Любочка была небольшого росту, беленькая, с волосами цвета пшеницы, полненькая, но очень энергичная. Английским она владела в совершенстве. Генрих Кегеян, красивый, черноволосый, с грустновато-добрым лицом, лет за тридцать (Любочка была чуть помоложе), был известен в Москве не как художник, а как эссеист и мастер чёрного юмора. Лена была в чём-то неуловимом – помимо различий – похожа на Любочку. Казалось бы, всё было разное: и волосы у неё были чуть-чуть потемнее, ближе к каштановым, и рост повыше, и сама она была не так чтоб уж полная (а, как говорится, средняя). Подругами они были с давних пор, ещё до своих вторых замужеств (за Генрихом и Андреем). Андрей же имел довольно обычный вид русского интеллигента.

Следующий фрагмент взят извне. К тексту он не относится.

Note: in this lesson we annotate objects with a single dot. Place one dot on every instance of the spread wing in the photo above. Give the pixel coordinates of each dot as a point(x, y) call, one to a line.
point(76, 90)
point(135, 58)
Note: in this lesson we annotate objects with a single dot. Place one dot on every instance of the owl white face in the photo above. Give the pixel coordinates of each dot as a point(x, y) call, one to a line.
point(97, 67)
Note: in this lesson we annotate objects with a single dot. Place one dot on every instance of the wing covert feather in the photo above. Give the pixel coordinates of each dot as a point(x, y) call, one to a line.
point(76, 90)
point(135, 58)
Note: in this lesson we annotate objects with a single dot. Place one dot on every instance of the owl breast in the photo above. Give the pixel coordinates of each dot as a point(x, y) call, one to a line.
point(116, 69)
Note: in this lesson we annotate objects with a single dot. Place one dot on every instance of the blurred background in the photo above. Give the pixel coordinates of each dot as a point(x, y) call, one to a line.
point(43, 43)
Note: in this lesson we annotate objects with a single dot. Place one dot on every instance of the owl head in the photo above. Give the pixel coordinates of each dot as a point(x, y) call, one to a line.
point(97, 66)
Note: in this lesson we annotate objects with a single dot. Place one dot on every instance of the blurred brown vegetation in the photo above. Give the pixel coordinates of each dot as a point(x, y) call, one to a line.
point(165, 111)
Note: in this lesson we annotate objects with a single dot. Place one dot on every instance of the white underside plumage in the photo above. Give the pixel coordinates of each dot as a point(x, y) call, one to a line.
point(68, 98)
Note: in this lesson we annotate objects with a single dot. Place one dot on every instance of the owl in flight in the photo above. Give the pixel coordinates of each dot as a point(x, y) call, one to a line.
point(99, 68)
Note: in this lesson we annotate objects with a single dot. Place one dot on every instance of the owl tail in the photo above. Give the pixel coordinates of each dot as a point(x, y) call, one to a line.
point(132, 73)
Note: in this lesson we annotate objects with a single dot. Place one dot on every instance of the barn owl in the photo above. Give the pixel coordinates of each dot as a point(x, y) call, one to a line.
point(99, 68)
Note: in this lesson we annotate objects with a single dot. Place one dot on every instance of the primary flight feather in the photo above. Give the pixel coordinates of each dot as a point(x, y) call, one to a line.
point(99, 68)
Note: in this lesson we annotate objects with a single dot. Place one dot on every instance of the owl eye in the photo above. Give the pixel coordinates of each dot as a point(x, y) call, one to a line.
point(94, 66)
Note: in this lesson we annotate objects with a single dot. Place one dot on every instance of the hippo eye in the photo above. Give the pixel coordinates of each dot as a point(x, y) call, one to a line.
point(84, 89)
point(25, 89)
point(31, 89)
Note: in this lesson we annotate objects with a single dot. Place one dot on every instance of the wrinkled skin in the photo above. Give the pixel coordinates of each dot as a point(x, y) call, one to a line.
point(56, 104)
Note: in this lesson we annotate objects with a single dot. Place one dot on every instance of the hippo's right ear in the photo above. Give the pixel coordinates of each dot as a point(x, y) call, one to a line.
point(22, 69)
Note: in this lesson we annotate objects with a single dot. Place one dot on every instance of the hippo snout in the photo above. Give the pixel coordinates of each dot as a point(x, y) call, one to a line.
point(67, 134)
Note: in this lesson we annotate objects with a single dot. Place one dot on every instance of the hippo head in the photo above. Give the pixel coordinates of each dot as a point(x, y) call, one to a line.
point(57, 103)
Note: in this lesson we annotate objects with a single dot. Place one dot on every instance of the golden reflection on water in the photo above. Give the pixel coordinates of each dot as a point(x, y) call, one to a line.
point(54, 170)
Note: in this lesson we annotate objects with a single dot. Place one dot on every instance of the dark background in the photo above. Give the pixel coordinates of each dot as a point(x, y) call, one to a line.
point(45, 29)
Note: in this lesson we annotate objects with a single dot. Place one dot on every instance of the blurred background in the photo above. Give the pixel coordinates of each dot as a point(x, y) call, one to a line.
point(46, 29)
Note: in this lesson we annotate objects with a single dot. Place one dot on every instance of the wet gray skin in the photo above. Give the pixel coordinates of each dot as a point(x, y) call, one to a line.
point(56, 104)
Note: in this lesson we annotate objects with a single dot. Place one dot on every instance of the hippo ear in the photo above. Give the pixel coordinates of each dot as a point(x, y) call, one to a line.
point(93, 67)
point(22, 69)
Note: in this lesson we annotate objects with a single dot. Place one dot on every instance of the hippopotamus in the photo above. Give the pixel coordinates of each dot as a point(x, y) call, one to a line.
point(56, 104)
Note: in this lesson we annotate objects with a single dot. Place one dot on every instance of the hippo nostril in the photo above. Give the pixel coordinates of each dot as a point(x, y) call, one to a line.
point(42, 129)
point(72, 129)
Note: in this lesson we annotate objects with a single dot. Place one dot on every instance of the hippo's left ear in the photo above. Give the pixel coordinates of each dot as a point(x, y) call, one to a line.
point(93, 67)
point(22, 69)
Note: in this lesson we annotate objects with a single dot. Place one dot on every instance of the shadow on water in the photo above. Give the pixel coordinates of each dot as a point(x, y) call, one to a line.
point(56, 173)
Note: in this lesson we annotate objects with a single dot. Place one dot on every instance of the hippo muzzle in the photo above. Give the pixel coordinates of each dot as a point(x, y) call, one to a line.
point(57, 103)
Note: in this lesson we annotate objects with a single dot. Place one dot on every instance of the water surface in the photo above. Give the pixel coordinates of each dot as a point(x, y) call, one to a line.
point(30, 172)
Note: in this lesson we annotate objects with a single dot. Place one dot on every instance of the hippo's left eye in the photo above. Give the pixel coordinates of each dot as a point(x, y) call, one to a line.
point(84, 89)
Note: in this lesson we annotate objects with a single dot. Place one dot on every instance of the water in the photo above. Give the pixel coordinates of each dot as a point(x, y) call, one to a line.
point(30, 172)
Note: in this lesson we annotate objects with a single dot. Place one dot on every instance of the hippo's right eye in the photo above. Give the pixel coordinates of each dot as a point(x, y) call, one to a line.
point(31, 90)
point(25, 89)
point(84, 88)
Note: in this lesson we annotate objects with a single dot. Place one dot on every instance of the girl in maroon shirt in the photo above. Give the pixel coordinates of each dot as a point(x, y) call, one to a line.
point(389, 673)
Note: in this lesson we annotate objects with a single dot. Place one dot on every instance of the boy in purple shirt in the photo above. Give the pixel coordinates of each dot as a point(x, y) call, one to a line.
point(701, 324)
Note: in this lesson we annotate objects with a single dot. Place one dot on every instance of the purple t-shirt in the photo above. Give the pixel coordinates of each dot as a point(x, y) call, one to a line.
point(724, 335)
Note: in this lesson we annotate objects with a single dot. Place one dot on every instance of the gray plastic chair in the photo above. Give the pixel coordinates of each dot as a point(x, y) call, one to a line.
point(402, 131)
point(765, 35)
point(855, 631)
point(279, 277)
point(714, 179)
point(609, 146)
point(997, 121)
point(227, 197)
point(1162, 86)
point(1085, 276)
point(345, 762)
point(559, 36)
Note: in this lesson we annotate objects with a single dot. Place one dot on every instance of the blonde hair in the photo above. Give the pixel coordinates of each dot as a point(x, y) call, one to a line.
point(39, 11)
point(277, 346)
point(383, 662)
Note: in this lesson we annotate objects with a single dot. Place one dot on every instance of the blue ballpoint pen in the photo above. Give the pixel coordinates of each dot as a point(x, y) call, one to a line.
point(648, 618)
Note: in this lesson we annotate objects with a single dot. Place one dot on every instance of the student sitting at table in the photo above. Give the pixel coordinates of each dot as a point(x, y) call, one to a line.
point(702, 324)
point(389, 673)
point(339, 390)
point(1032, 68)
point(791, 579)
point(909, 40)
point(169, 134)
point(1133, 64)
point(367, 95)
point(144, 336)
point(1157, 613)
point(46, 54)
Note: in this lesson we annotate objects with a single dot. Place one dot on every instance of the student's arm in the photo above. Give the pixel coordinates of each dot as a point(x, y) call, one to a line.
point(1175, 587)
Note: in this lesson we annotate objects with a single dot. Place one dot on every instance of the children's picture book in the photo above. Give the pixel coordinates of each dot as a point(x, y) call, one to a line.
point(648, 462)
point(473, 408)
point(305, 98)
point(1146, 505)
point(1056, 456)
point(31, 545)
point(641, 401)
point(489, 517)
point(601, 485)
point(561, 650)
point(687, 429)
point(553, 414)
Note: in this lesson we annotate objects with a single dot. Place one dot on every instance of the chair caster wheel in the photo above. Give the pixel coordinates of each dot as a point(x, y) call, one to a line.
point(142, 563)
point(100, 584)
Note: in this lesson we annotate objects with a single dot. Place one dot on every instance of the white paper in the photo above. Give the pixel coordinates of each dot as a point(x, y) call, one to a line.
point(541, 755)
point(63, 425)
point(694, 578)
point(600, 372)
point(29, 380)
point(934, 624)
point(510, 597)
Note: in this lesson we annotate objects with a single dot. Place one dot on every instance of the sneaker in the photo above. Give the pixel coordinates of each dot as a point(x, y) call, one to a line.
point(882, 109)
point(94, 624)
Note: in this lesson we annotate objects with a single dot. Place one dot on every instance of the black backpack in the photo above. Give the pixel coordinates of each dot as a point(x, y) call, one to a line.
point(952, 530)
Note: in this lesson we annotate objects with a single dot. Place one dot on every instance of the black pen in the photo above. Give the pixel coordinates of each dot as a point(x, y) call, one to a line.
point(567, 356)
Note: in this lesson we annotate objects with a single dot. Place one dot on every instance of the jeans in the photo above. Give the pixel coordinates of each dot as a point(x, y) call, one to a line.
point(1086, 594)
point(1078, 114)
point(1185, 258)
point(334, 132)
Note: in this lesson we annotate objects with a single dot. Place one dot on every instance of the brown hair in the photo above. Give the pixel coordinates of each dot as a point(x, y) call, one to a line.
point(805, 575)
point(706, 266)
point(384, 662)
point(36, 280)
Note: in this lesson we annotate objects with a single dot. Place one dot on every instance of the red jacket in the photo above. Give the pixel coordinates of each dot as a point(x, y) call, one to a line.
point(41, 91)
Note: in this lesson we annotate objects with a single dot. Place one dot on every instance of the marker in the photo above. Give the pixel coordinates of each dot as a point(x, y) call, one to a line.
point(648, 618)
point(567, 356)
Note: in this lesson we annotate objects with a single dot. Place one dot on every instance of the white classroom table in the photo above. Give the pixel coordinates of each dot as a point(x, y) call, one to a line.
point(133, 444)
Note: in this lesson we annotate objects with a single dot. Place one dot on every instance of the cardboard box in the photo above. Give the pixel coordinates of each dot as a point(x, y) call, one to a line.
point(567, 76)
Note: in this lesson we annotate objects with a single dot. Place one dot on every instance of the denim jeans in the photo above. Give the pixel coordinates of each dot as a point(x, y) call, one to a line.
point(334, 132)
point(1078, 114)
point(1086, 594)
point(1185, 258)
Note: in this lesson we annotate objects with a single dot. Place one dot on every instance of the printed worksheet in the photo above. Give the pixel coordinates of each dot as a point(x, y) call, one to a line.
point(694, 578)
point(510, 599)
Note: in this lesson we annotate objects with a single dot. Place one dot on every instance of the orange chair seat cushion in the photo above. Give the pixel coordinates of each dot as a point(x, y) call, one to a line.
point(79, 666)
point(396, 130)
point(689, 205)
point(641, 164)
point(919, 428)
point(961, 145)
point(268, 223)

А Игорь Ростовцев – поэт-неконформист с резко авангардным уклоном, которого, как говорили, благословил перед смертью сам Пастернак, – был самый старший из них. Ему было уже за сорок, он был одинок, сед (где-то в Ленинграде у него был взрослый сын от неудачного брака) и с общим выражением лица не в меру возвышенным. Все они принадлежали к так называемым неконформистским кругам писателей, поэтов и художников, которые начинали в конце пятидесятых или в начале шестидесятых. Не публиковались, не выставлялись официально. Некоторые из них боролись – или не боролись – за свободу творчества, но в политике участия не принимали и были так же далеки от политического диссидентства, как Иероним Босх от китайского либерализма. Небольшое число людей такого плана уже даже были относительно известны на Западе, но большинство, как и наши герои, ещё нет – выехали в основном в Израиль, Нью-Йорк или Париж в потоке «третьей эмиграции», образуя свой островок «диссидентов от искусства». Это означало, что эти люди – по причине характера или формы их творчества – не могли в то время быть признаны в официальном искусстве (таких было много в Москве и в Ленинграде в 60-х годах, но только некоторая часть их решилась на отъезд, что позволялось тогда для них). Среди них были очень разные люди, но некоторые были объединены узами ещё прежней московской и ленинградской дружбы. Политические же диссиденты – независимо от того, были они людьми творчества или нет, – образовывали совсем другую группу.